The Council of Europe, a separate entity from the EU, runs the European Court of Human Rights, which enforces the rights code signed by the council's 47 member states. The watchdog body regularly intervenes on human rights issues across the continent, but the language deployed in the letter was more familiar from council communications to countries with shaky records on the rule of law.
"Rarely has there been the case that we've expressed concern over a Western state," he said in a telephone interview. "The bottom line is, we have to have the same standards."
British Deputy Prime Minister Nick Clegg also defended the decision to order the destruction of several of the Guardian's hard drives last month, saying the data could have seriously damaged national security if it had to fallen into the wrong hands.

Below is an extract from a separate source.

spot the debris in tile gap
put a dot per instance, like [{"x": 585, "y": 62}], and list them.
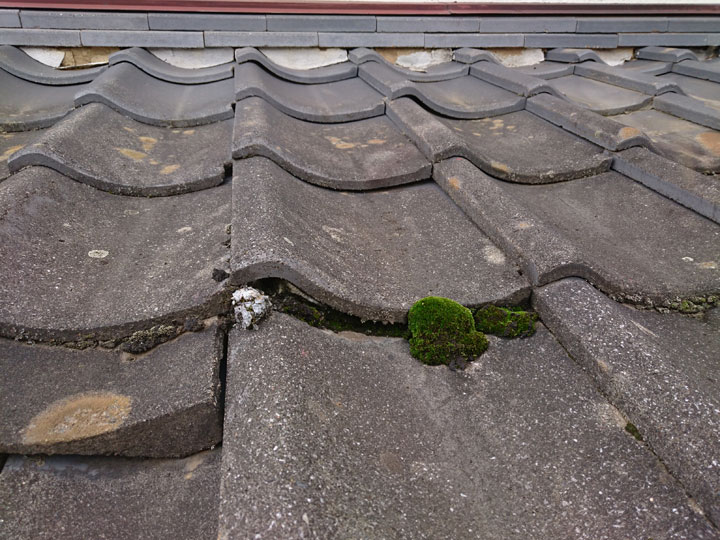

Hoeltgen posed a rhetorical question: What would have happened had a journalist's partner been detained in Moscow, or if a Russian newspaper had had its hard drives smashed?
"We need to apply the same standards to Western countries including founding members of the Council of Europe, such as France, the UK, or Germany," he said.
"It's not an explicit, harsh criticism, but it is a reminder that we are following this.